Na arte e na literatura, também vemos esse princípio em ação. James Joyce, com Ulisses, rejeitou a narrativa linear e explodiu a aparente simplicidade do real. Picasso desafiou a noção de que a arte deveria imitar o visível, criando imagens que revelavam novas camadas de percepção. A poesia de Sophia de Mello Breyner Andresen revela que a beleza do mundo está no detalhe, nas sombras, no que não se vê imediatamente.

Desafio de ver além

Obviamente que o óbvio não existe, porque tudo o que tomamos como garantido pode ser explorado de forma mais profunda, revelando perspetivas insuspeitas e formas mais desconcertantes de nos interessar e nos enriquecer.

A tendência para simplificar é um mecanismo do nosso cérebro focado nas necessidades da sobrevivência, mas também pode transformar-se num sério obstáculo ao crescimento intelectual e à compreensão real do mundo.

A progressiva aceleração dos processos de comunicação social, a instantaneidade das partilhas de conteúdo pessoal, a extrema multiplicação dos terabytes de dados dirigidos à nossa atenção, deixa pouquíssima margem de tempo para questionar o que parece evidente e abrirmos portas para novas ideias, novas formas de ver e novas maneiras de sentir.

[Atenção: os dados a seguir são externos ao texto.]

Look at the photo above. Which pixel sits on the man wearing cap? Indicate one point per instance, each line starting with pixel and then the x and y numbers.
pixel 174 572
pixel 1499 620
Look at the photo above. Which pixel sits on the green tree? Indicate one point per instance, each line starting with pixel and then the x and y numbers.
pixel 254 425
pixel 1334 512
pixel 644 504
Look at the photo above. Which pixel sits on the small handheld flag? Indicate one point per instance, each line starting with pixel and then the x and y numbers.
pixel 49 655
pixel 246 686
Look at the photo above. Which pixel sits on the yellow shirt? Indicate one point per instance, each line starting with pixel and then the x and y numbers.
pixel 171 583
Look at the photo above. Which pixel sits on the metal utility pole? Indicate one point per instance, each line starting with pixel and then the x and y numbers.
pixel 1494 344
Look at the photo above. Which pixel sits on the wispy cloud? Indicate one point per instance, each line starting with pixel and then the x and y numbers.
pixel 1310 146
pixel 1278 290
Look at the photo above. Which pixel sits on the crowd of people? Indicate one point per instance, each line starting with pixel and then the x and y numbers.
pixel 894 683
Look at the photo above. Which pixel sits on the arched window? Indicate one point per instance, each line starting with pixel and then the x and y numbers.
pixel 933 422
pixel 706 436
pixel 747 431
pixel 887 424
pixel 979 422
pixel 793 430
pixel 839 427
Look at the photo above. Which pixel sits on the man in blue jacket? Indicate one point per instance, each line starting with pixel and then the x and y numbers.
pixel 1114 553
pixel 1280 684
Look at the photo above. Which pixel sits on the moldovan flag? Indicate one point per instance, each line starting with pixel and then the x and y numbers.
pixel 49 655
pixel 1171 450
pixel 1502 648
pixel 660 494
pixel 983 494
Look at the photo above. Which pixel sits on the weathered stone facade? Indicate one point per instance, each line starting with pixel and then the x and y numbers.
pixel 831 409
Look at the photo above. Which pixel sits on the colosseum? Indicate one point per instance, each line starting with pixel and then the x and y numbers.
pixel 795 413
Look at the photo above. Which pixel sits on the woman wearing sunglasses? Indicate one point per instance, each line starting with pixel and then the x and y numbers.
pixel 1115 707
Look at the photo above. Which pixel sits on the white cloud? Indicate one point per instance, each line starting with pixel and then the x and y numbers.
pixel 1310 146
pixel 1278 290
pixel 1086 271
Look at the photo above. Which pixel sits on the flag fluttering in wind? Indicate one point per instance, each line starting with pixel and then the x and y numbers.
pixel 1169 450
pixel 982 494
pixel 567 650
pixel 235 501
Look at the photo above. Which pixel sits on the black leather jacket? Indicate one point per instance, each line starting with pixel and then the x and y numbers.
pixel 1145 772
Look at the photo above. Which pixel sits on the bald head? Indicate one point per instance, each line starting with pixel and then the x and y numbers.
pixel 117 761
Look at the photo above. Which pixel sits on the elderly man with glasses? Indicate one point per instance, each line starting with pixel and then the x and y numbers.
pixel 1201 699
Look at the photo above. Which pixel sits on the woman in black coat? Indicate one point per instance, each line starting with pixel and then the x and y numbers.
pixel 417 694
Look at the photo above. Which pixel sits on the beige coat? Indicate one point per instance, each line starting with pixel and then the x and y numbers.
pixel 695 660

Por isso, o maior desafio individual da nossa era é manter a curiosidade desperta, aceitar que nada é tão simples quanto parece e abraçar a complexidade com prazer e entusiasmo. Ou como diria Sócrates, proceder sempre com base no  “tudo o que sei é que nada sei”, porque talvez a verdadeira sabedoria esteja justamente na percepção de que o óbvio é uma ilusão e que o real está sempre à espera de ser desvendado.